The pgd pointer is passed through the PUD and PMD levels, where it is
typecast down through the kernel layers to a pmd_t pointer, where it
becomes a 32-bit quantity. This results in only the _first_ level 1
pointer being dereferenced by kernel code to a 32-bit pmd_t quantity.
pmd_page_vaddr() converts this pmd_t quantity to a pte pointer (which
points at the software level 2 page tables, not the hardware page
tables.)

As an aside, my understanding of Linux's pgtable model differs from what you
describe. As I understand it, Linux's logical page table model has 5 levels
(pgd, p4d, pud, pmd, pte). If an arch doesn't support all 5 levels, then the
middle levels can be folded away (p4d first, then pud, then pmd).

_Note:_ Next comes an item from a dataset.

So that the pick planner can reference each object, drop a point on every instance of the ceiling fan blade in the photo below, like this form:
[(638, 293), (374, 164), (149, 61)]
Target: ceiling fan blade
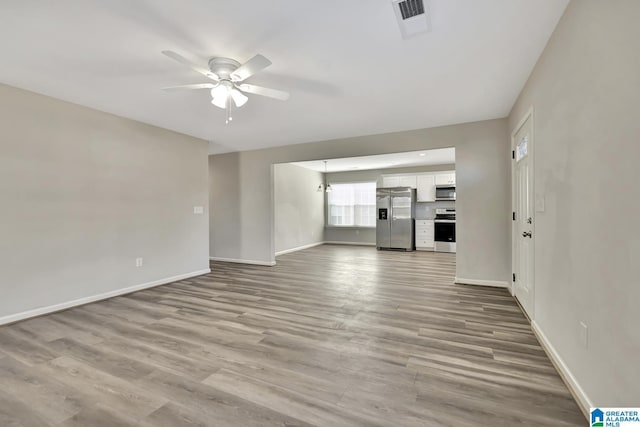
[(190, 87), (264, 91), (250, 67), (184, 61)]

But the
core-mm still logically walks all 5 levels. So if the HW supports 2 levels,
those levels are (pgd, pte). But you are suggesting that arm exposes pmd and
pte, which is not what Linux expects? (Perhaps you call it the pmd in the arch,
but that is being folded and accessed through the pgd helpers in core code, I
believe?


So, as I'm now being told that the kernel wants to dereference the
pgd level despite the model I describe above, alarm bells are ringing.
I want full information please.


This is not new; the kernel already dereferences the pgd pointers.